In RE simulations N replicas of the original system are used to model phenomenon of interest. Typically, each replica is treated as an independent system and is initialised at a different temperature. While systems with high temperatures are very good at sampling large portions of phase space, low temperature systems often become trapped in local energy minima. RE method is very effective in addressing this issue and generally demonstrates a very good sampling. In RE simulations, replicas of both higher and lower temperature sub-sets are present. During the simulation they exchange full configurations at different temperatures, allowing lower temperature systems to sample a representative portion of phase space.
Synchronous RE is a conventional way of running RE simulations, where all replicas propagate MD simulations for a fixed period of simulation time-steps (e. g. 2 ps) before any of the exchanges can happen. The (physical) execution time for replicas is not fixed, as all replicas must finish a fixed-number of time-steps before the exchange takes place. Only after all replicas has finished MD simulation, replicas can start exchange parameters. As a result, fast replicas have to wait for slow replicas at the synchronization barrier.
In asynchronous RE we don't have a global synchronization barrier. While some replicas are performing MD simulation, some other replicas might be performing an exchange or simply be in indle state. To determine at which point replicas must start exchanging parameters (after completing MD simulation) we use a parameter called wait ratio. Wait ratio specifies the ratio of replicas which have already completed MD simulation to the total number of replicas. In other words we specify for how many replicas out of N replicas we have to wait, before we can proceed to exchange of parameters for this subset of replicas. Wait ratio is a lower bound: we specify at least how many replicas have to finish MD simulation. In practice the number of replicas which will proceed to exchange might be larger.
An important feature of RepEx is explicit decoupling of the number of replicas from the number of CPU cores.
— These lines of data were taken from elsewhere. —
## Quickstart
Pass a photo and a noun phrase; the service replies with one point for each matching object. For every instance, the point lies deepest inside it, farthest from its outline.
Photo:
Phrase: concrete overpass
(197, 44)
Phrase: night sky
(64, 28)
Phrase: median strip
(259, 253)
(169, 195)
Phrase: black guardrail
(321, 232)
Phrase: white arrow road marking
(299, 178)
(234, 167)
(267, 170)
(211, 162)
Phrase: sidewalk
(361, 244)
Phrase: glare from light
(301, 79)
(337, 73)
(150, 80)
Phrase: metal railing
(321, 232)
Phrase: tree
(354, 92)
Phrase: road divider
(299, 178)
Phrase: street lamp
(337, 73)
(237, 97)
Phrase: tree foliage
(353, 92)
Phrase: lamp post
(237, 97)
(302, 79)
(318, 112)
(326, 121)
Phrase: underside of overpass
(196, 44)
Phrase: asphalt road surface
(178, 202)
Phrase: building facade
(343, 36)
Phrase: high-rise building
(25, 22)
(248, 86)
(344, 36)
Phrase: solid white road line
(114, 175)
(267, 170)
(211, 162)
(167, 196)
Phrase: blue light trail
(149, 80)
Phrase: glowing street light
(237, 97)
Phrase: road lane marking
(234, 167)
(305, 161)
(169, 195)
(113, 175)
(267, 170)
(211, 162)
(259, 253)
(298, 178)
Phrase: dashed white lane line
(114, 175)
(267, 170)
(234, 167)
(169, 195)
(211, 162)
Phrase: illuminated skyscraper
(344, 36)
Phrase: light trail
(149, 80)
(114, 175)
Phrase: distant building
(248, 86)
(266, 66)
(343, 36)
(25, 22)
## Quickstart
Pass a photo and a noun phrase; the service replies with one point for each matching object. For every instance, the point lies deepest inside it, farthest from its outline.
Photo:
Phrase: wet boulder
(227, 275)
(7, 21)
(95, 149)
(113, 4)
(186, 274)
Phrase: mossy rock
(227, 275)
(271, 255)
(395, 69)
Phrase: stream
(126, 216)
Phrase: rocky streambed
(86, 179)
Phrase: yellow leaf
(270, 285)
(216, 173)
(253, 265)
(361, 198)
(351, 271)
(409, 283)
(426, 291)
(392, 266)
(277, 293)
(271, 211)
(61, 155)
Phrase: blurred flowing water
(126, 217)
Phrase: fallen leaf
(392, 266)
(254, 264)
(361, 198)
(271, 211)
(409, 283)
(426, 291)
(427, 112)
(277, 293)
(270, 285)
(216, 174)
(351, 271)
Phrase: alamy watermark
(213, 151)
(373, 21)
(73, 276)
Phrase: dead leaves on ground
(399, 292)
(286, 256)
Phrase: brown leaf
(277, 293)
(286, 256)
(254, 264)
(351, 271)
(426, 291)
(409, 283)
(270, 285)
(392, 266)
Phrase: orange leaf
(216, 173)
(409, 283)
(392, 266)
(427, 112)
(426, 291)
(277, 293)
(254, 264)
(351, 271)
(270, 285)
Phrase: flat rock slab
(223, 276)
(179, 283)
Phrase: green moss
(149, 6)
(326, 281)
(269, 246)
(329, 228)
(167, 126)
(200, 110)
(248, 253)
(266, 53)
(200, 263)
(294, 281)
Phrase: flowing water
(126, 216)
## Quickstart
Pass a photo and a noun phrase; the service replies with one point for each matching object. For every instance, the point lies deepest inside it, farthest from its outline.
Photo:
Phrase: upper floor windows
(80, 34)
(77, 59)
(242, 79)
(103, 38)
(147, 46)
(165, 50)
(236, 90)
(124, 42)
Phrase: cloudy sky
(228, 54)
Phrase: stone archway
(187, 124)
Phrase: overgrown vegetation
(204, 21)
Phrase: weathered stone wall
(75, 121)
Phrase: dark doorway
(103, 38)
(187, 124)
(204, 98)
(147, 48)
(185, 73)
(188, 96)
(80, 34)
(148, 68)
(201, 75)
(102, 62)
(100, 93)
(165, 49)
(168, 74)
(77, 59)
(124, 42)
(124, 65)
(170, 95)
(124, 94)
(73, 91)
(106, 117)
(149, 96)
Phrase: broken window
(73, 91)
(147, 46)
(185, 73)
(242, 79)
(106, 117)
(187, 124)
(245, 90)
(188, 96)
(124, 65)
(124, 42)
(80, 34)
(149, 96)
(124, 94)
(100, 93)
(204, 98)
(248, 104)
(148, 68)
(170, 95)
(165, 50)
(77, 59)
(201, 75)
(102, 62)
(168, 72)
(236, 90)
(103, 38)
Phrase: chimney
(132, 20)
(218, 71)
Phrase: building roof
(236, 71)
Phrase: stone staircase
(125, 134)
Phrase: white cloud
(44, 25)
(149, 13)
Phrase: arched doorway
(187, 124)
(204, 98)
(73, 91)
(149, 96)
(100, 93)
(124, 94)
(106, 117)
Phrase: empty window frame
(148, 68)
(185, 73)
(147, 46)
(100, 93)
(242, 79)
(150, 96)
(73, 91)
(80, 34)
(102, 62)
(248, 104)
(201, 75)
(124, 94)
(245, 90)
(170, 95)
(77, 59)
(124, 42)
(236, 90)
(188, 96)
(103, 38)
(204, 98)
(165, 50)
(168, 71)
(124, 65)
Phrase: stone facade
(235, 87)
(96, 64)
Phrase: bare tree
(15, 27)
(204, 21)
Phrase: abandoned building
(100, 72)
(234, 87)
Two modes are supported: we can have less CPU cores, than replicas and we also can have more CPU cores than replicas for any type of RE simulation. Any of the execution modes can be used for both, synchronous and asynchronous RE.
In execution mode I the number of available CPU cores is equal to or is greater than the total number of replicas. As a result, we have enough computational resources to run all replicas concurrently. Note: this execution mode is not limited to synchronous RE.
In execution mode II we don't have enougth CPU cores to run all replicas concurrently (only a subset of replicas can run concurrently). This results in replicas being executed in batches. Note: this execution mode is not limited to synchronous RE.